"Who?"

"The housemaid! She could have heard us talking at breakfast."

"My dear Peter, she's no crook's accomplice!"

"She's a dam' silly girl though, and if Strange wanted to pump her he could."

They had emerged from the outskirts of the town into the open country, and Charles put his foot on the accelerator. "Yes, that's possible, of course. One thing that seems to me quite obvious is that Strange is going to be more than a match for Inspector Tomlinson."

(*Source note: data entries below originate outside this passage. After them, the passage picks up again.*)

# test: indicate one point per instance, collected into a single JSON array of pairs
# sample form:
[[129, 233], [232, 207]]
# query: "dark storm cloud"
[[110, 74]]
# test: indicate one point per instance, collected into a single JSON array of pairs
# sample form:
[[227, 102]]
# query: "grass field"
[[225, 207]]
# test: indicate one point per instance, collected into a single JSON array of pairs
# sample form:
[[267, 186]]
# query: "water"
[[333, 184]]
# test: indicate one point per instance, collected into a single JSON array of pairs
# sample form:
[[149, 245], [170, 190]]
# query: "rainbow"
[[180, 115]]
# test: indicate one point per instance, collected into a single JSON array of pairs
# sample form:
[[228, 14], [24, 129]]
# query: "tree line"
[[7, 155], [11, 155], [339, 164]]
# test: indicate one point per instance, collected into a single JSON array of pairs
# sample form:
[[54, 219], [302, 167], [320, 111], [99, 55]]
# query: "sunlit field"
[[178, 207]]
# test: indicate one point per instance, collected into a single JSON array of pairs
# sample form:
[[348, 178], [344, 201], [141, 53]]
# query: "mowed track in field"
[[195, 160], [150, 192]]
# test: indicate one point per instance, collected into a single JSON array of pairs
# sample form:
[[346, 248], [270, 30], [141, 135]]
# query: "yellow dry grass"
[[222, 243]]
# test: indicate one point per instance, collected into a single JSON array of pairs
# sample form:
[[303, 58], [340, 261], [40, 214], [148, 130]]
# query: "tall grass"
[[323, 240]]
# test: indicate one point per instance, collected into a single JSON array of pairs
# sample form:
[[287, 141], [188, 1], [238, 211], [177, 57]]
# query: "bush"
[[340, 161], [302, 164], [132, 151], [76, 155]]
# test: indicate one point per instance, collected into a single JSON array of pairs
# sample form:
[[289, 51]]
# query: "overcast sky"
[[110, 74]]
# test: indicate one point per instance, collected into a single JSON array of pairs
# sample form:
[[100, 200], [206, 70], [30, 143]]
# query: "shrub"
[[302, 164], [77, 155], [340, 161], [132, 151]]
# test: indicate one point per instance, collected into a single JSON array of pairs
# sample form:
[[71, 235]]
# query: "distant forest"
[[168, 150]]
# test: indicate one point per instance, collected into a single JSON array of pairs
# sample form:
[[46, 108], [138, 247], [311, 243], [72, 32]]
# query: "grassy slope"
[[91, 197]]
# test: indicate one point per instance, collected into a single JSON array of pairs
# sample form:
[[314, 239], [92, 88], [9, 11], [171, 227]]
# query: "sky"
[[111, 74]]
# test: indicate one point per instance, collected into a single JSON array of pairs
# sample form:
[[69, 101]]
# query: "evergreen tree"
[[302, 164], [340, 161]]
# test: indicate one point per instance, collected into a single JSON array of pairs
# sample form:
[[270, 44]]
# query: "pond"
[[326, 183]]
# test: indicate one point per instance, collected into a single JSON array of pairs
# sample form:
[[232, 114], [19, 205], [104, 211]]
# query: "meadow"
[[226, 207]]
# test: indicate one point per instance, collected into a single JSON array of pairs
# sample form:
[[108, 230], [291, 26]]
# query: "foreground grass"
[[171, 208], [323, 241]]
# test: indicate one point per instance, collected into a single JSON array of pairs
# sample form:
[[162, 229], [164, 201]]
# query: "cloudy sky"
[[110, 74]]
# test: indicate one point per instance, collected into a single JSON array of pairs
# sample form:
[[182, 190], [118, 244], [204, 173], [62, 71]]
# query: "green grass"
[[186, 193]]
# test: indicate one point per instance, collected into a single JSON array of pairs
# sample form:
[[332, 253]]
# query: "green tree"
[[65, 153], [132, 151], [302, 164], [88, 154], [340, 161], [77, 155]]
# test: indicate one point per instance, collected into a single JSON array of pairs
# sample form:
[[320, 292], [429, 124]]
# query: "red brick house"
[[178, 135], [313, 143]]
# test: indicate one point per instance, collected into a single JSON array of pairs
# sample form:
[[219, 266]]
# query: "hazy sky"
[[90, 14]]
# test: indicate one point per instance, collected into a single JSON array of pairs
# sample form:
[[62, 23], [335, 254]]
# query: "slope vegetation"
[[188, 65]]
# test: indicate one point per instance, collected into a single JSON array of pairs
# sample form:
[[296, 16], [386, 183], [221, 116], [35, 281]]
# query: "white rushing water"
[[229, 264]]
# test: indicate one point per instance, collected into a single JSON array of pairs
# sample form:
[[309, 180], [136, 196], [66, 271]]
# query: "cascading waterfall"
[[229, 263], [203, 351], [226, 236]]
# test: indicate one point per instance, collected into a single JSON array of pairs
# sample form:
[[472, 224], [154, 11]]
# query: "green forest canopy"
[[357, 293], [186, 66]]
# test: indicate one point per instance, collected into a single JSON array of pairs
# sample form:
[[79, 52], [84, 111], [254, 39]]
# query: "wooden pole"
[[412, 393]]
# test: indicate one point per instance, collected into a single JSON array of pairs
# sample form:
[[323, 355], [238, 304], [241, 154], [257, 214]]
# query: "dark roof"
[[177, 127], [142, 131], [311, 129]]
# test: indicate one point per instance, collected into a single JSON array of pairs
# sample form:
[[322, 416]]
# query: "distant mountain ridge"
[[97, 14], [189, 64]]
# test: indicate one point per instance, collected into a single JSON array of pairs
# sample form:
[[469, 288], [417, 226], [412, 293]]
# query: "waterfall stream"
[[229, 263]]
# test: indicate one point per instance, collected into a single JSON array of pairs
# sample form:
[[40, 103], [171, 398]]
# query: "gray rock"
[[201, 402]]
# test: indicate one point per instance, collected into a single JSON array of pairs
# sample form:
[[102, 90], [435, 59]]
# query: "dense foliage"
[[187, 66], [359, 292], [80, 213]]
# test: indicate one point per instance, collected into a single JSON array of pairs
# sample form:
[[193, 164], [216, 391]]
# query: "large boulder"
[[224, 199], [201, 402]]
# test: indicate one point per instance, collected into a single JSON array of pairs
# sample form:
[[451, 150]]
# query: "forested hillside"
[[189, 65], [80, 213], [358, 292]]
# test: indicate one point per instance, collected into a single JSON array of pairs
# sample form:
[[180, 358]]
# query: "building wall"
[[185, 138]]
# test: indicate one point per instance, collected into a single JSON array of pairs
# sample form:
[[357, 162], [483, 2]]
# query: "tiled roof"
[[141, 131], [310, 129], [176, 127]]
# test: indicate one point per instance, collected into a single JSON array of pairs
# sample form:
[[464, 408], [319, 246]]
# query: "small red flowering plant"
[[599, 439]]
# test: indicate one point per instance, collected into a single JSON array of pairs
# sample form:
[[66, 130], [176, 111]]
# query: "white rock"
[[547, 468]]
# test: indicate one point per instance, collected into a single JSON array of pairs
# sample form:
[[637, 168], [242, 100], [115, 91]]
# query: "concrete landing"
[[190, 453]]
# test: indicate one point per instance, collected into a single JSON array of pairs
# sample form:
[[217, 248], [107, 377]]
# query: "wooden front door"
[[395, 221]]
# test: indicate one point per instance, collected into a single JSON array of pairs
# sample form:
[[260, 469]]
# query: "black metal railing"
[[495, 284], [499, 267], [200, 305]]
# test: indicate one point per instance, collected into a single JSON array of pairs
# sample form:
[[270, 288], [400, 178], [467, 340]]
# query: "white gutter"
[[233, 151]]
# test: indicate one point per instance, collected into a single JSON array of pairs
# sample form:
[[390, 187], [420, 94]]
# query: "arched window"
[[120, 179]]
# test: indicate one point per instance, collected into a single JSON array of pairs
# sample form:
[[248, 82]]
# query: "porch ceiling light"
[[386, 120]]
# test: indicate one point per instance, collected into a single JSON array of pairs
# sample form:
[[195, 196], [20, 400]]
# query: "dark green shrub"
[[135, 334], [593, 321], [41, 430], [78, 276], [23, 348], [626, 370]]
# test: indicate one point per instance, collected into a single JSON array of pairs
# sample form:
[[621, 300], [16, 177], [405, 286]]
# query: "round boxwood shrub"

Peter waited until the car had swung round a bend in the road before he spoke. Charles' driving, skilful though it might be, kept his passengers in a constant state of breathlessness. "Do you think Tomlinson means to do anything, or does he discount all we say in favour of the ghost theory?"

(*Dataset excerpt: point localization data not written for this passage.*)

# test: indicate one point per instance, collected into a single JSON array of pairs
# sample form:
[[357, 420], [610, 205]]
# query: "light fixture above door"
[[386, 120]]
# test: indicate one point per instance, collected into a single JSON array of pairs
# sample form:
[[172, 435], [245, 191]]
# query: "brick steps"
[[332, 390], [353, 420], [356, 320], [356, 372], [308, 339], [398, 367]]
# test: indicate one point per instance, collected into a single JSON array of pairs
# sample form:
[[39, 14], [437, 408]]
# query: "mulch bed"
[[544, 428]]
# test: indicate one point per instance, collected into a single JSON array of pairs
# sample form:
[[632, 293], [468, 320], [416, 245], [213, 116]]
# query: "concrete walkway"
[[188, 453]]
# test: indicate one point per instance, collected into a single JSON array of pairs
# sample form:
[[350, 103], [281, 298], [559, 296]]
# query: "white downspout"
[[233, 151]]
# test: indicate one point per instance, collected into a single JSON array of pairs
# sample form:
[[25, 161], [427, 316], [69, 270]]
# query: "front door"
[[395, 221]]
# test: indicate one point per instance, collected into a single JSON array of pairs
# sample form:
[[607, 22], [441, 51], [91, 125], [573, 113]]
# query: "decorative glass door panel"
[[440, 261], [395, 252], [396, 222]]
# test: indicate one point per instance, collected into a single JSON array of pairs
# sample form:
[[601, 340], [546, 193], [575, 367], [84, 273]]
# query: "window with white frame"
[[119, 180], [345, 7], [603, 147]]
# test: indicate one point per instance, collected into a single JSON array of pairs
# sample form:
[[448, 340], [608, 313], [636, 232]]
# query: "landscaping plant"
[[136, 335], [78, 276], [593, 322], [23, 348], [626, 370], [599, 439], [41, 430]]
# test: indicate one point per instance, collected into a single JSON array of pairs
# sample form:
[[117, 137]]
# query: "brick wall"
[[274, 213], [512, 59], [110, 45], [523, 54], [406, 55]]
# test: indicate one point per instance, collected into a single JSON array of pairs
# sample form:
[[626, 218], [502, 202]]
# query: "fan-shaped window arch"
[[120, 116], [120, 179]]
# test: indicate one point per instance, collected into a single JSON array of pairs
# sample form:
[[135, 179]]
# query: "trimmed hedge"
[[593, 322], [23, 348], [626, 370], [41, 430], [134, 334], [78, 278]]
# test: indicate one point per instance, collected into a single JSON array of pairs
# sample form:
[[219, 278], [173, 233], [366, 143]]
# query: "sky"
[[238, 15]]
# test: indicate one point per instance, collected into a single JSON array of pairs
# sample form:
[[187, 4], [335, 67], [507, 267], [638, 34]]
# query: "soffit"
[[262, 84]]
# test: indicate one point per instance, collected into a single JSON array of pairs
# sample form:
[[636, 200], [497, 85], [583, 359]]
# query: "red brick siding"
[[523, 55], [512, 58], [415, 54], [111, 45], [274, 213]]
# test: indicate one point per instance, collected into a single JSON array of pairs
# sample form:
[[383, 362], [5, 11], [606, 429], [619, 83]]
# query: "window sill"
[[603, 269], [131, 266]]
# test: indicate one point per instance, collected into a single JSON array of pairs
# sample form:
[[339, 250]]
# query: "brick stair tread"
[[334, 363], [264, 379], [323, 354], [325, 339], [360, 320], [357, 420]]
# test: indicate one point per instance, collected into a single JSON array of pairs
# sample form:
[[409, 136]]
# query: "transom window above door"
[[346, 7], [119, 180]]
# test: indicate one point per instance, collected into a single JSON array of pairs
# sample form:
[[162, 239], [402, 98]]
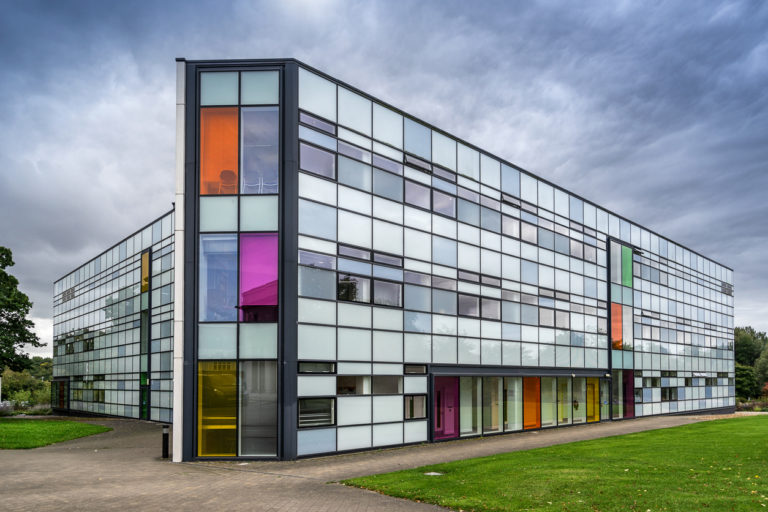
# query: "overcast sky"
[[655, 110]]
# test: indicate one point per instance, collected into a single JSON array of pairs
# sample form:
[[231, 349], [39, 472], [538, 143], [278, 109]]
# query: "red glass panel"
[[616, 326], [258, 274], [218, 150]]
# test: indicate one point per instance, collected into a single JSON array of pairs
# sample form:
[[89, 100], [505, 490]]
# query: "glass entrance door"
[[446, 407]]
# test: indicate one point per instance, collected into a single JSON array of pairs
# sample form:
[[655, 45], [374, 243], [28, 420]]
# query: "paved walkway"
[[121, 470]]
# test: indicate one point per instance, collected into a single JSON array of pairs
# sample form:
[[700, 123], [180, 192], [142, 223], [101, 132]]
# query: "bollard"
[[165, 441]]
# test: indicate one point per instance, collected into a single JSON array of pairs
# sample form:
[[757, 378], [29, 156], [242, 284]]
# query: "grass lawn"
[[16, 434], [712, 465]]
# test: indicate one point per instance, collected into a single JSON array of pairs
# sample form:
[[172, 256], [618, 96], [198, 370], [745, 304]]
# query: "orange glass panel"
[[531, 402], [593, 399], [616, 326], [218, 150]]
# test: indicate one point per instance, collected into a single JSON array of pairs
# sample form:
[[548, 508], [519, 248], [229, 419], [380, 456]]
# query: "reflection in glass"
[[259, 136], [354, 288], [258, 276], [218, 278], [258, 408], [317, 161], [216, 409], [493, 394]]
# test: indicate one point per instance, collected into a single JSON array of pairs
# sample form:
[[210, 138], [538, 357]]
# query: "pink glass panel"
[[258, 270]]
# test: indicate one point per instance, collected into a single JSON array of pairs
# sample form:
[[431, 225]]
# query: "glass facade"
[[113, 329], [358, 278]]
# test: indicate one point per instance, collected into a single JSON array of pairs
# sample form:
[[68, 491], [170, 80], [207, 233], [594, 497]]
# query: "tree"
[[761, 369], [15, 327], [746, 382], [748, 344], [41, 368]]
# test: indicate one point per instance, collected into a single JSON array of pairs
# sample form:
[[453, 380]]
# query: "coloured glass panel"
[[258, 274], [218, 150], [259, 143], [217, 409]]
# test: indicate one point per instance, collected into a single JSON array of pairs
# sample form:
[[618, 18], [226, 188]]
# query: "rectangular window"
[[564, 401], [470, 400], [548, 401], [387, 384], [616, 326], [579, 400], [626, 266], [354, 288], [317, 161], [314, 367], [258, 408], [493, 407], [317, 412], [469, 305], [444, 204], [531, 402], [218, 150], [218, 278], [387, 293], [259, 144], [415, 407], [513, 403], [353, 385], [217, 409], [258, 277]]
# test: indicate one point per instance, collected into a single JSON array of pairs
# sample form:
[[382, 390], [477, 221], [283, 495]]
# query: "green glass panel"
[[626, 266]]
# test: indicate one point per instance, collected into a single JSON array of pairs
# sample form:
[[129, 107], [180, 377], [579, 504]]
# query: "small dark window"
[[317, 123], [444, 204], [354, 253], [315, 367], [317, 161], [415, 407], [469, 305], [387, 293], [387, 384], [417, 195], [317, 412], [354, 288], [353, 385]]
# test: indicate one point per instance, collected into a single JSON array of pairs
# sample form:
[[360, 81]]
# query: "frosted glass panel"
[[354, 111], [387, 126], [316, 219], [469, 162], [258, 341], [354, 344], [353, 410], [260, 88], [417, 139], [387, 434], [217, 341], [315, 342], [387, 408], [317, 95], [354, 229], [218, 214], [351, 438], [258, 213], [444, 149], [218, 88]]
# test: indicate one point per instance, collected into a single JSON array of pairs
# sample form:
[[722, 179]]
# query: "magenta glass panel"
[[258, 271], [446, 401]]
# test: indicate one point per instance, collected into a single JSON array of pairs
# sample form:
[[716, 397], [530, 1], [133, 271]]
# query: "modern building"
[[350, 277]]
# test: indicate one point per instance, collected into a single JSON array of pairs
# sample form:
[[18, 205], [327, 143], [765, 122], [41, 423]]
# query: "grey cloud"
[[657, 111]]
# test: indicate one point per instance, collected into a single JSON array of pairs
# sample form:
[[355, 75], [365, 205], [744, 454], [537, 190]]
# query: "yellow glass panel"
[[217, 408], [144, 272], [593, 399]]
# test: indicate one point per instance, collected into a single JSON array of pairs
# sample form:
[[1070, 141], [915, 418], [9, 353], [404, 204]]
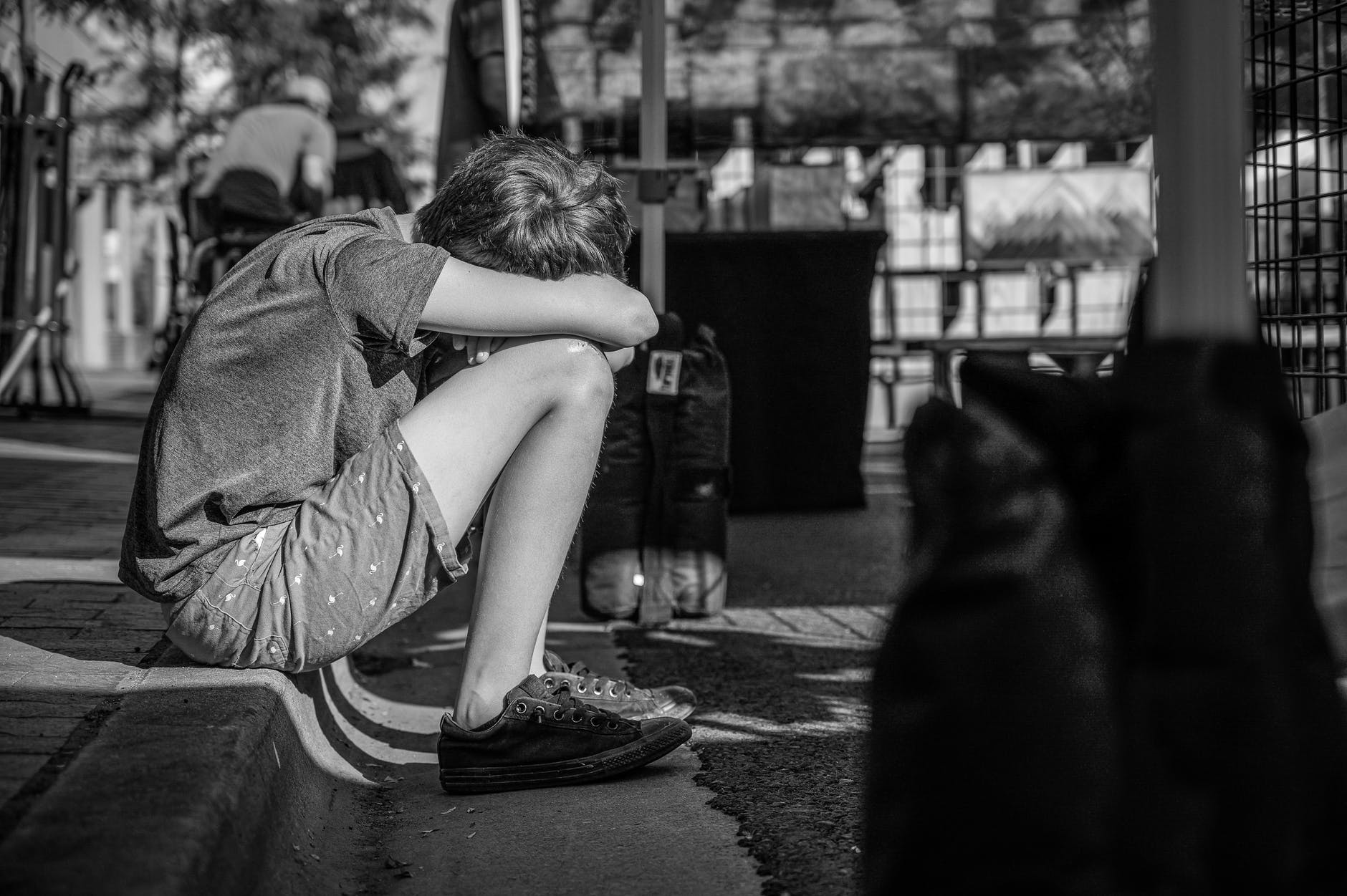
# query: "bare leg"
[[531, 419]]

"The impression I got was that he gave us the benefit of the doubt, but privately considered us a fanciful pair who'd got the wind up. He'll send a man over to lurk about the place for a couple of days, and that'll be the end of it."

"Give him a trial," Peter said. "I must say he didn't seem to be overburdened with ideas, but he may have kept them to himself."

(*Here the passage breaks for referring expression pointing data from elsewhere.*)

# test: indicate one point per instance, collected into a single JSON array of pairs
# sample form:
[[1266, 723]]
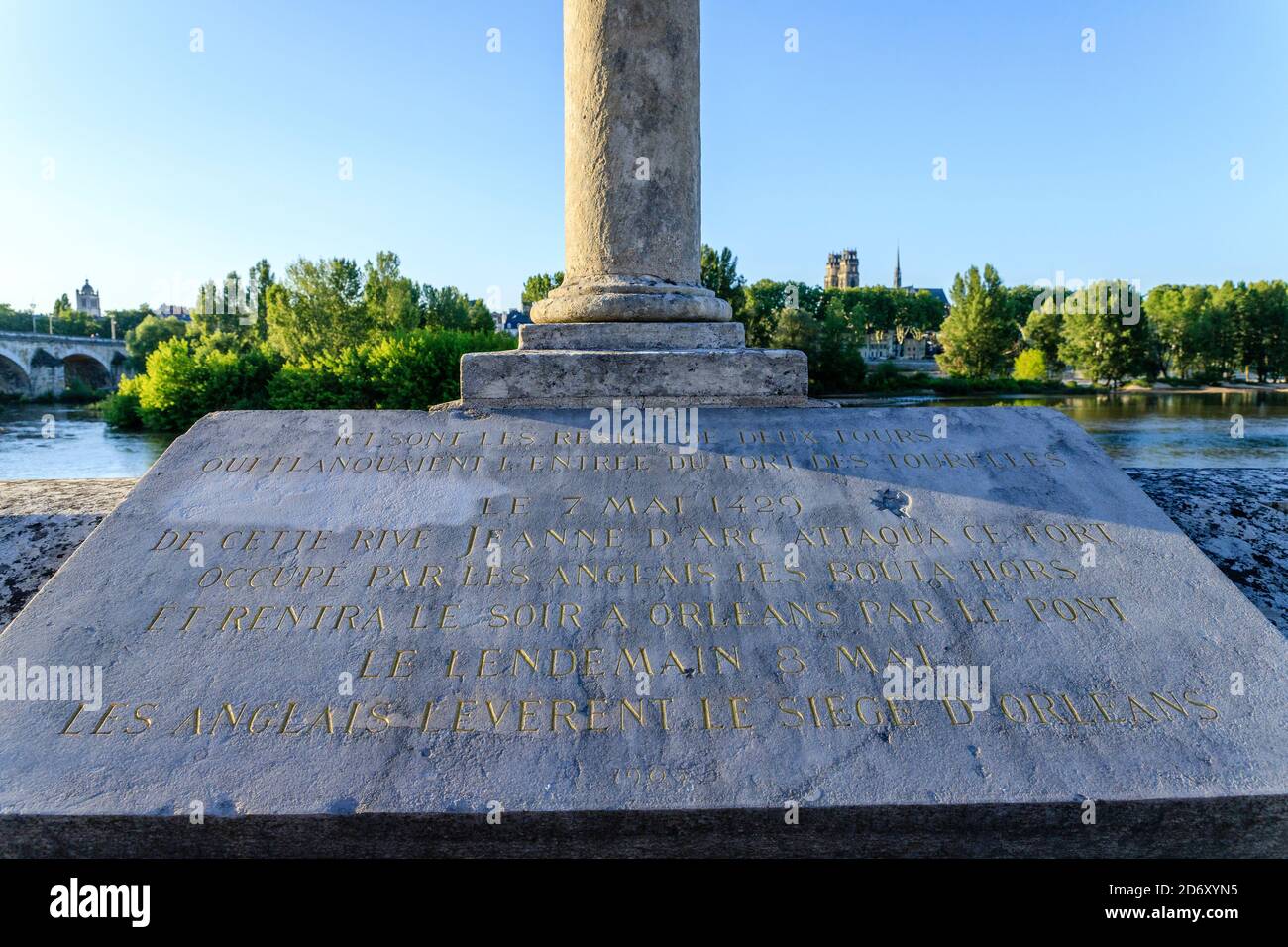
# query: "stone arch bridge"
[[35, 365]]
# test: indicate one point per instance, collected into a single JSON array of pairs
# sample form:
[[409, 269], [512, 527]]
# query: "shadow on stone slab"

They reached the Priory to find the others just getting up from lunch. "Oh, Charles!" Celia exclaimed, "the tennis-net has arrived, and Bowers and Coggin have been putting up the stop-netting all the morning. And if you'll come and do the measuring I'll mark the court out, and we can play after tea."

This programme was faithfully carried out, and not even the depressions and the bumps in the court damped Celia's enthusiasm. "It adds to the fun," she said, when Charles failed to reach a ball that bounced unaccountably to the right.